Уже несколько минут говорил Постылло. Все время вытягивая шею в сторону директора Яроша, он решительно высказывался за обязательное посещение курсов.
— Квалификация некоторых наших педагогов, — говорил он звучно и внятно, — оставляет желать лучшего как в отношении знания своего предмета, так — и это я особенно подчеркиваю — в отношении идейно-политическом. — Последние слова он произнес с ударением.
«А интересно: неужели никто не видит, что он это все говорит исключительно для Яроша?» — подумал Моравецкий, поднимая брови над очками. Он вопросительно посмотрел на директора, словно желал прочесть в его лице, что он думает о Постылло. Но Ярош и глазом не моргнул. Он попрежнему чего-то искал в своей записной книжке. У Моравецкого мелькнула мысль, что в одном Постылло прав: уроки некоторых преподавателей, например Гожели, бывают подчас просто издевательством над основными требованиями современной педагогики. По правде говоря, старику Гожеле давно пора бы уйти на пенсию, если бы с учительскими кадрами дело обстояло лучше. Но их пока не хватает.

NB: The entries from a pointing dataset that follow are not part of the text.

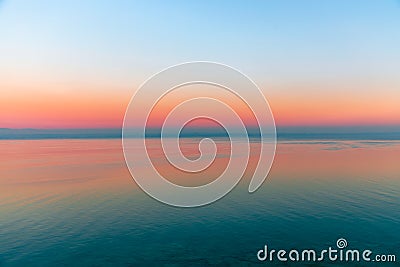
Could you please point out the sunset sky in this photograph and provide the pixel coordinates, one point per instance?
(76, 64)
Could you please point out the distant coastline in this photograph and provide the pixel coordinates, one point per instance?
(283, 133)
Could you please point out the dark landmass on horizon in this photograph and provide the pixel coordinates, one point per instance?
(283, 133)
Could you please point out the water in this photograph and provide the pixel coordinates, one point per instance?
(73, 202)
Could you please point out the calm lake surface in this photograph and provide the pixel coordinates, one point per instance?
(73, 202)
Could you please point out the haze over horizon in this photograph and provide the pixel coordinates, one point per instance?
(76, 65)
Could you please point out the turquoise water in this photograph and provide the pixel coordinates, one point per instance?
(73, 202)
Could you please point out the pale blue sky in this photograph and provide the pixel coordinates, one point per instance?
(129, 40)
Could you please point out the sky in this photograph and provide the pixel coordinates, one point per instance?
(76, 64)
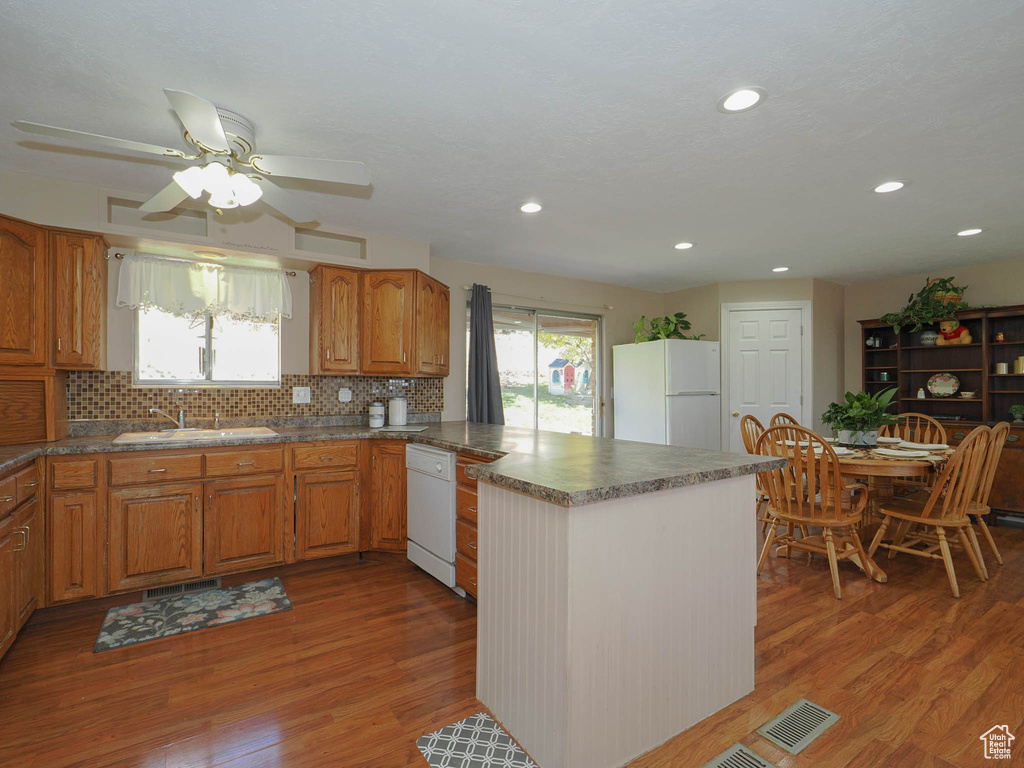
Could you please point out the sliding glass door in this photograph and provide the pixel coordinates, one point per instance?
(548, 366)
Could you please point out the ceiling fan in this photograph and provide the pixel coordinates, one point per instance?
(228, 168)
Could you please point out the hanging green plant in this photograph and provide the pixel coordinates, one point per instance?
(669, 327)
(938, 300)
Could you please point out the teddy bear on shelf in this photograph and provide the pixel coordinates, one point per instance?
(951, 332)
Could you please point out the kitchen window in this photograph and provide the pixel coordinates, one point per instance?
(207, 349)
(548, 366)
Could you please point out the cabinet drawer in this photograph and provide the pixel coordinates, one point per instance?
(156, 468)
(74, 474)
(465, 574)
(325, 455)
(28, 482)
(465, 540)
(465, 505)
(244, 463)
(8, 496)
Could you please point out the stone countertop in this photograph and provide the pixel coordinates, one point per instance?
(563, 469)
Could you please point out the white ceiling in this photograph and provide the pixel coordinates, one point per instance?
(603, 111)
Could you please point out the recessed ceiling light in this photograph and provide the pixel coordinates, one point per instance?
(741, 100)
(889, 186)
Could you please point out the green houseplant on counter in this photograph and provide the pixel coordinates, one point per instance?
(857, 418)
(938, 300)
(669, 327)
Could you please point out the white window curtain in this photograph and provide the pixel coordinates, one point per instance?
(189, 289)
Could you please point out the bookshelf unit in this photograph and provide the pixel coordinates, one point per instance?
(908, 365)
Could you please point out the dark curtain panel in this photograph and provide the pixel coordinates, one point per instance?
(484, 401)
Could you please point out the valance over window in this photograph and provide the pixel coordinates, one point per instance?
(190, 289)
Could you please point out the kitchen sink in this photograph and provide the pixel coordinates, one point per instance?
(189, 435)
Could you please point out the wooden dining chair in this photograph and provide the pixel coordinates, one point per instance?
(933, 511)
(978, 508)
(810, 492)
(781, 420)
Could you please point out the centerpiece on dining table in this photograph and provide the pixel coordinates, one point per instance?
(856, 420)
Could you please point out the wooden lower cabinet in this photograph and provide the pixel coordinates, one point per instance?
(244, 524)
(75, 555)
(30, 562)
(387, 479)
(327, 514)
(155, 536)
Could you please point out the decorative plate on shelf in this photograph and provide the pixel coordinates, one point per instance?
(943, 385)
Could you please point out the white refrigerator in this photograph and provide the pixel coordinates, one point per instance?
(669, 392)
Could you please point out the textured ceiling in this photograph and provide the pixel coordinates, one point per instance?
(602, 111)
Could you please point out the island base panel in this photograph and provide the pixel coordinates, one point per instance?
(607, 629)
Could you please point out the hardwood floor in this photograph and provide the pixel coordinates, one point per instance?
(375, 653)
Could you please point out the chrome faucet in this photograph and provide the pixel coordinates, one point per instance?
(179, 422)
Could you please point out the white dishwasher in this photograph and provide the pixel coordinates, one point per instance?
(430, 499)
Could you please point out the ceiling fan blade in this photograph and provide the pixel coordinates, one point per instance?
(168, 198)
(95, 138)
(285, 202)
(201, 120)
(339, 171)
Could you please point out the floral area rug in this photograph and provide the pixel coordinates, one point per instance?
(165, 616)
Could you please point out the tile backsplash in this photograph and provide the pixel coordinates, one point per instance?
(110, 394)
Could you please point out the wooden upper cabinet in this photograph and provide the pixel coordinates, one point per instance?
(23, 294)
(334, 321)
(387, 477)
(432, 307)
(79, 300)
(387, 322)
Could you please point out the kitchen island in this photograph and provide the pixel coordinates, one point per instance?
(616, 603)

Однако, даже когда Постылло бывал прав, самые справедливые его замечания всегда вызывали у Моравецкого острое чувство протеста только потому, что мнения эти высказывал Постылло. «Почему именно он? Почему, раньше чем кто-нибудь успеет открыть рот, Постылло уже знает, чт и к'aк надо сказать?» В непогрешимости мнений Постылло всегда чувствовалась какая-то подчеркнутость. Он как будто говорил: «Слушайте, слушайте, я знаю об этом больше, чем все вы, вместе взятые, — исключая, конечно, товарища Яроша. И прошу занести мои слова в протокол…»
— Прошу занести в протокол мое предложение, — обратился Постылло к Агнешке. — Предлагаю, чтобы каждый член нашего педагогического совета обязался быть постоянным подписчиком журнала «Нове дроги» [19] . Да простят мне коллеги, — добавил он любезно. — Но я замечаю, что редко кто в нашем кругу читает этот журнал.
Моравецкий на мгновение встретился глазами с Ярошем. Вспомнил их прошлогодний спор в этом самом зале. Ярош — правда, не в форме предложения, а просто в разговоре — рекомендовал преподавателям читать «Нове дроги», а он шутливо возразил: «Коллега, мы уже в таком возрасте, что можем до всего дойти своим умом».
19
«Новые пути» — теоретический и политический журнал Центрального Комитета ПОРП. — Прим. ред.